Effects of Topical Gabapentin on Ocular Pain and Tear Secretion

Neuropathic ocular pain is a frequent occurrence in medium to severe dry eye disease (DED). Only palliative treatments, such as lubricants and anti-inflammatory drugs, are available to alleviate patients’ discomfort. Anesthetic drugs are not indicated, because they may interfere with the neural feedback between the cornea and the lacrimal gland, impairing tear production and lacrimation. Gabapentin (GBT) is a structural analog of gamma-amino butyric acid that has been used by systemic administration to provide pain relief in glaucomatous patients. We have already shown in a rabbit model system that its topic administration as eye drops has anti-inflammatory properties. We now present data on rabbits’ eyes showing that indeed GBT given topically as eye drops has analgesic but not anesthetic effects. Therefore, opposite to an anesthetic drug such as oxybuprocaine, GBT does not decrease lacrimation, but–unexpectedly–even stimulates it, apparently through the upregulation of acetylcholine and norepinephrine, and by induction of aquaporin 5 (AQP5) expression in the lacrimal gland. Moreover, data obtained in vitro on a primary human corneal epithelial cell line also show direct induction of AQP5 by GBT. This suggests that corneal cells might also contribute to the lacrimal stimulation promoted by GBT and participate with lacrimal glands in the restoration of the tear film, thus reducing friction on the ocular surface, which is a known trigger of ocular pain. In conclusion, GBT is endowed with analgesic, anti-inflammatory and secretagogue properties, all useful to treat neuropathic pain of the ocular surface, especially in case of DED.

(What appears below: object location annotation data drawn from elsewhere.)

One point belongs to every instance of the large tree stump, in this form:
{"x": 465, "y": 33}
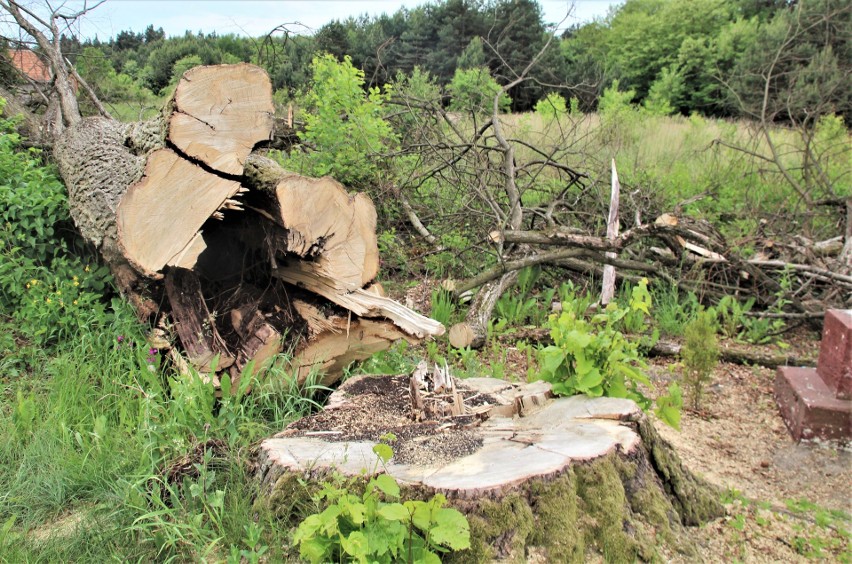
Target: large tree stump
{"x": 558, "y": 480}
{"x": 208, "y": 237}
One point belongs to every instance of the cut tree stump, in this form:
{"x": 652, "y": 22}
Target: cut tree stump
{"x": 215, "y": 243}
{"x": 553, "y": 479}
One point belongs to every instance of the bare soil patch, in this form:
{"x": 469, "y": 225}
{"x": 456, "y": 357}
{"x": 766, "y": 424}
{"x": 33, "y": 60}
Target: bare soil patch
{"x": 740, "y": 443}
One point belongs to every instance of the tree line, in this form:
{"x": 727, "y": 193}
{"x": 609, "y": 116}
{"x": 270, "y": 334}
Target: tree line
{"x": 714, "y": 57}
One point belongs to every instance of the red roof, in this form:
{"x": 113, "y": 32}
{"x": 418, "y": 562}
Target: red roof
{"x": 30, "y": 64}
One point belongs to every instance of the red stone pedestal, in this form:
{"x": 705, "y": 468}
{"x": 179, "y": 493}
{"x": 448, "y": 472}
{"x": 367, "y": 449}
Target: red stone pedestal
{"x": 816, "y": 404}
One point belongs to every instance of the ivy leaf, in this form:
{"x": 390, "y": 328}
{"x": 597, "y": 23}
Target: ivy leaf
{"x": 452, "y": 529}
{"x": 386, "y": 536}
{"x": 315, "y": 550}
{"x": 394, "y": 512}
{"x": 669, "y": 407}
{"x": 356, "y": 545}
{"x": 421, "y": 515}
{"x": 383, "y": 451}
{"x": 387, "y": 484}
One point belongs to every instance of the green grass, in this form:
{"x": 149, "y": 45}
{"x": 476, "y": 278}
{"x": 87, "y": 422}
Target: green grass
{"x": 87, "y": 430}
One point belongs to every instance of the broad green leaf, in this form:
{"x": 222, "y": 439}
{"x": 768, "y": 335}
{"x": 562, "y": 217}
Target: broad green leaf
{"x": 387, "y": 484}
{"x": 383, "y": 451}
{"x": 551, "y": 358}
{"x": 386, "y": 537}
{"x": 394, "y": 512}
{"x": 356, "y": 545}
{"x": 452, "y": 529}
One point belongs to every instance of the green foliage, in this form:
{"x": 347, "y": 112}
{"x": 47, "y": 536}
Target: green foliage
{"x": 700, "y": 354}
{"x": 520, "y": 306}
{"x": 443, "y": 306}
{"x": 376, "y": 527}
{"x": 593, "y": 357}
{"x": 48, "y": 289}
{"x": 673, "y": 310}
{"x": 182, "y": 65}
{"x": 344, "y": 128}
{"x": 396, "y": 360}
{"x": 474, "y": 90}
{"x": 664, "y": 95}
{"x": 731, "y": 314}
{"x": 553, "y": 106}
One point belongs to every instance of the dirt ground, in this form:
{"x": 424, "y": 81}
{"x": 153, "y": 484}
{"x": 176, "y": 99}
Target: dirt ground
{"x": 787, "y": 502}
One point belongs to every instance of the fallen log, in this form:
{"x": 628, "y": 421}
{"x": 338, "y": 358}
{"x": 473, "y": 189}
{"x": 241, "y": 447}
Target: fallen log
{"x": 240, "y": 258}
{"x": 570, "y": 479}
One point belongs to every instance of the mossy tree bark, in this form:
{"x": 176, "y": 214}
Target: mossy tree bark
{"x": 208, "y": 237}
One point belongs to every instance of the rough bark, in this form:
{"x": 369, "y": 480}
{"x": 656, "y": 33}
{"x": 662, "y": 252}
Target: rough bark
{"x": 553, "y": 480}
{"x": 222, "y": 243}
{"x": 473, "y": 331}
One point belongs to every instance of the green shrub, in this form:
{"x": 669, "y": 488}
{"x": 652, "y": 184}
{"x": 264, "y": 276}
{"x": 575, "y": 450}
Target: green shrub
{"x": 595, "y": 358}
{"x": 551, "y": 106}
{"x": 48, "y": 289}
{"x": 443, "y": 306}
{"x": 700, "y": 354}
{"x": 673, "y": 310}
{"x": 344, "y": 129}
{"x": 374, "y": 527}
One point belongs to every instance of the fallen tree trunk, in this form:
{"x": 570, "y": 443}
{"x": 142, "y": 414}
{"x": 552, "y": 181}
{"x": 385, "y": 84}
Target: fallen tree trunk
{"x": 240, "y": 257}
{"x": 570, "y": 479}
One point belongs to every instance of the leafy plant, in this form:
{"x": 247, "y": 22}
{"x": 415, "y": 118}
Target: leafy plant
{"x": 731, "y": 314}
{"x": 521, "y": 306}
{"x": 551, "y": 106}
{"x": 50, "y": 290}
{"x": 673, "y": 310}
{"x": 344, "y": 128}
{"x": 594, "y": 358}
{"x": 473, "y": 90}
{"x": 443, "y": 306}
{"x": 700, "y": 354}
{"x": 375, "y": 527}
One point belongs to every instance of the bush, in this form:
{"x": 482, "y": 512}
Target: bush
{"x": 700, "y": 354}
{"x": 551, "y": 106}
{"x": 344, "y": 128}
{"x": 595, "y": 358}
{"x": 44, "y": 286}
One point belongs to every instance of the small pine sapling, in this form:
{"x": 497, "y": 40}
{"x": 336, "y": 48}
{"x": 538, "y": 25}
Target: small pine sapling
{"x": 700, "y": 355}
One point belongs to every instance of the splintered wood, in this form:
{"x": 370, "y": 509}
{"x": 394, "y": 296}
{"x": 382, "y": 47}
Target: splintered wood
{"x": 241, "y": 258}
{"x": 435, "y": 396}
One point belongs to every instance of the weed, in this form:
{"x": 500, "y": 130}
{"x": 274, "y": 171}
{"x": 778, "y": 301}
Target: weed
{"x": 594, "y": 357}
{"x": 443, "y": 306}
{"x": 396, "y": 360}
{"x": 731, "y": 314}
{"x": 673, "y": 310}
{"x": 374, "y": 526}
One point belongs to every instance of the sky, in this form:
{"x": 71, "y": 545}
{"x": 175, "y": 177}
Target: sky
{"x": 258, "y": 17}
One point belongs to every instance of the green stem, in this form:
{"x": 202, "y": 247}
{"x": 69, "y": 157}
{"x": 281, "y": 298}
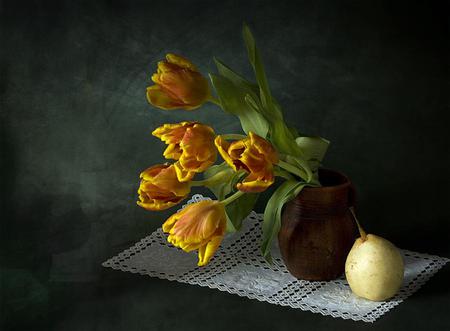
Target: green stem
{"x": 233, "y": 136}
{"x": 283, "y": 173}
{"x": 231, "y": 198}
{"x": 292, "y": 169}
{"x": 215, "y": 101}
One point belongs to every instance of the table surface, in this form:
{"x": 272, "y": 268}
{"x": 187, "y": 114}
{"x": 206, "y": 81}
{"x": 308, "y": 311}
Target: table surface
{"x": 125, "y": 301}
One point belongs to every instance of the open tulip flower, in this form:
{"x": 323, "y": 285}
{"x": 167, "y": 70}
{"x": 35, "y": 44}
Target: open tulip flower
{"x": 200, "y": 226}
{"x": 191, "y": 144}
{"x": 268, "y": 149}
{"x": 160, "y": 188}
{"x": 253, "y": 154}
{"x": 178, "y": 85}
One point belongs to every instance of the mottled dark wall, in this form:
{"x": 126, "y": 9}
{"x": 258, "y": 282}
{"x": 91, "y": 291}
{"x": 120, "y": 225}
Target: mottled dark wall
{"x": 371, "y": 76}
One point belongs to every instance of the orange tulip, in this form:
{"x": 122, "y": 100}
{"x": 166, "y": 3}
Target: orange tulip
{"x": 199, "y": 226}
{"x": 160, "y": 188}
{"x": 253, "y": 154}
{"x": 179, "y": 85}
{"x": 191, "y": 144}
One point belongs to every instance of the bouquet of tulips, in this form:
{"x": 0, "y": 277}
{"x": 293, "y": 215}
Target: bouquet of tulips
{"x": 251, "y": 161}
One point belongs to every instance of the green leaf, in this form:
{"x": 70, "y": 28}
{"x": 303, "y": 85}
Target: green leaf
{"x": 272, "y": 214}
{"x": 233, "y": 101}
{"x": 239, "y": 209}
{"x": 255, "y": 61}
{"x": 222, "y": 188}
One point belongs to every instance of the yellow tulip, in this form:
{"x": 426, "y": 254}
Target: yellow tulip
{"x": 178, "y": 85}
{"x": 160, "y": 188}
{"x": 191, "y": 144}
{"x": 199, "y": 226}
{"x": 253, "y": 154}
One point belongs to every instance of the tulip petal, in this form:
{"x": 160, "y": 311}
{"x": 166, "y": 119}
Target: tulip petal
{"x": 161, "y": 99}
{"x": 180, "y": 61}
{"x": 206, "y": 252}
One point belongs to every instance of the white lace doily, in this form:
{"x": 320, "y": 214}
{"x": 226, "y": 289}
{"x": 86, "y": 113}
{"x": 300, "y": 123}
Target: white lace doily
{"x": 239, "y": 268}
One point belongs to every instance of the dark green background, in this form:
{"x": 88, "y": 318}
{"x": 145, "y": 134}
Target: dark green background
{"x": 370, "y": 76}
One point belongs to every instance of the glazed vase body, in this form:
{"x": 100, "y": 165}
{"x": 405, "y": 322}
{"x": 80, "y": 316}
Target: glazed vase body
{"x": 318, "y": 230}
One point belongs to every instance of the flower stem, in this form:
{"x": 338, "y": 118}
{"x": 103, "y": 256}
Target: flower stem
{"x": 231, "y": 198}
{"x": 221, "y": 176}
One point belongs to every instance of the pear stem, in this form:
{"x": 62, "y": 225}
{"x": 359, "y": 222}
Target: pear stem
{"x": 362, "y": 233}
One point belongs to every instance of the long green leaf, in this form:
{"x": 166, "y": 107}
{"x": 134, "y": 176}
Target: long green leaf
{"x": 272, "y": 214}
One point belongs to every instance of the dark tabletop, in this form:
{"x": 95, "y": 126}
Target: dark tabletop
{"x": 371, "y": 76}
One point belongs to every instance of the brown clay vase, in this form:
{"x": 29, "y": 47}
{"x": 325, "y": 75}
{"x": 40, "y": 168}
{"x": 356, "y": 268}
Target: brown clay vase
{"x": 317, "y": 228}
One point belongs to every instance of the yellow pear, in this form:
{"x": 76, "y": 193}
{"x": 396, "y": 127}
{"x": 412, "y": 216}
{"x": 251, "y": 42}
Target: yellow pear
{"x": 374, "y": 267}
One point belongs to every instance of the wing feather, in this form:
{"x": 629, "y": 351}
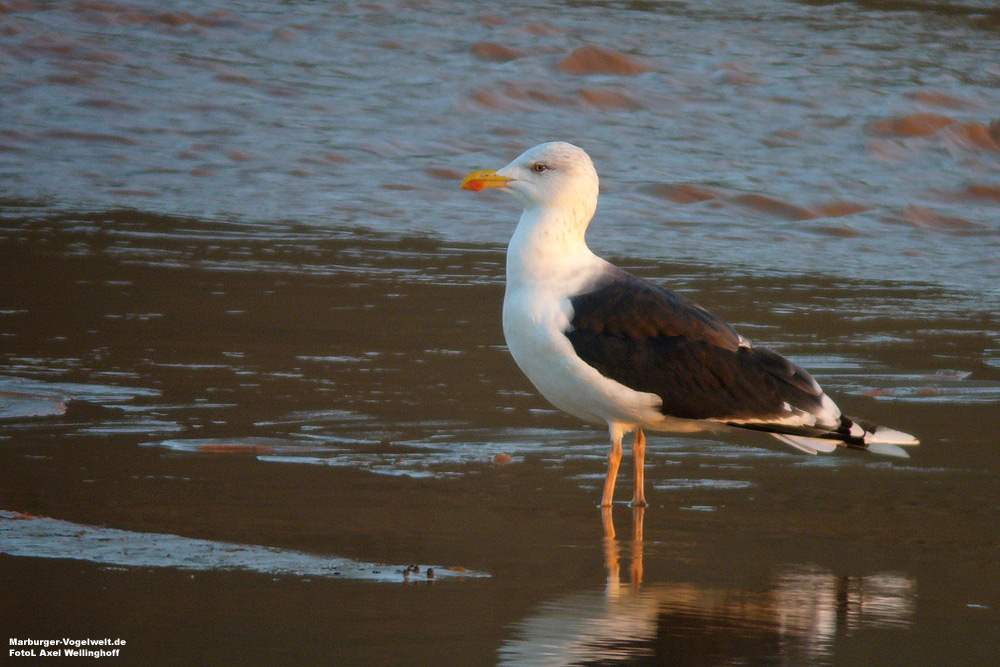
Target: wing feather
{"x": 653, "y": 340}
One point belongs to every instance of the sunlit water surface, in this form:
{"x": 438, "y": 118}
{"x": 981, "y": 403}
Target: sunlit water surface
{"x": 251, "y": 361}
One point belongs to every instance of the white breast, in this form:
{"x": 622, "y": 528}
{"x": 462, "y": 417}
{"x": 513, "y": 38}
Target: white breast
{"x": 534, "y": 319}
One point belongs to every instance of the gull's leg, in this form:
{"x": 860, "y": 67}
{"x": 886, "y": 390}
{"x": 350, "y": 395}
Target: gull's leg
{"x": 639, "y": 454}
{"x": 614, "y": 458}
{"x": 635, "y": 548}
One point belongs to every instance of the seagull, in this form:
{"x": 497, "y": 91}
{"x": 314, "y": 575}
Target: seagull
{"x": 608, "y": 347}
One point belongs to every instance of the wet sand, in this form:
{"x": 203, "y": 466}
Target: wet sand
{"x": 343, "y": 396}
{"x": 251, "y": 368}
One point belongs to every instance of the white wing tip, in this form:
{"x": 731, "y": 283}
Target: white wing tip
{"x": 889, "y": 436}
{"x": 807, "y": 444}
{"x": 888, "y": 450}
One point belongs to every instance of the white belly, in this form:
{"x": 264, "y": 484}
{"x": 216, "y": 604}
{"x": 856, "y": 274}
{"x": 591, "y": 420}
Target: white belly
{"x": 533, "y": 324}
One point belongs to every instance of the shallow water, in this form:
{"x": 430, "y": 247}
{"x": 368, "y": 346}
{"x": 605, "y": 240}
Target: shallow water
{"x": 250, "y": 331}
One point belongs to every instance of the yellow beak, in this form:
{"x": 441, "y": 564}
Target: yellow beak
{"x": 479, "y": 180}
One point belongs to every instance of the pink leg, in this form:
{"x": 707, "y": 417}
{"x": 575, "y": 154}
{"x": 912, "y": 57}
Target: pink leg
{"x": 639, "y": 454}
{"x": 614, "y": 458}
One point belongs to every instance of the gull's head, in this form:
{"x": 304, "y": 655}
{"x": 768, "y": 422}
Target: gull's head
{"x": 555, "y": 175}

Topical TRPM8 Agonist for Relieving Neuropathic Ocular Pain in Patients with Dry Eye: A Pilot Study

Background: Activation of TRPM8, a cold-sensing receptor located on the cornea and eyelid, has the potential to relieve the neuropathic ocular pain (NOP) in dry eye (DE) by inhibiting other aberrant nociceptive inputs. We aimed to investigate the effect of a topical TRPM8 agonist, cryosim-3 (C3), on relieving DE-associated NOP. Methods: We conducted a prospective pilot study of 15 patients with DE-associated NOP. These patients applied topical C3 to their eyelid, 4 times/day for 1 month. The patients underwent clinical examinations. They also completed the Ocular Pain Assessment Survey (OPAS), which is a validated questionnaire for NOP, at baseline, 1 week, and 1 month after treatment. Result: At 1 week, the OPAS scores of eye pain intensity, quality of life (driving/watching TV, general activity, sleep, and enjoying life/relations with other people), and associated factors (burning sensation, light sensitivity, and tearing) improved. The total OPAS scores of eye pain intensity, quality of life, and associated factors remained improved at 1 month. The Schirmer test scores also improved at 1 month. Conclusion: TRPM8 agonist (C3) could be a novel agent for treating patients with DE-associated NOP who are unresponsive to conventional treatments.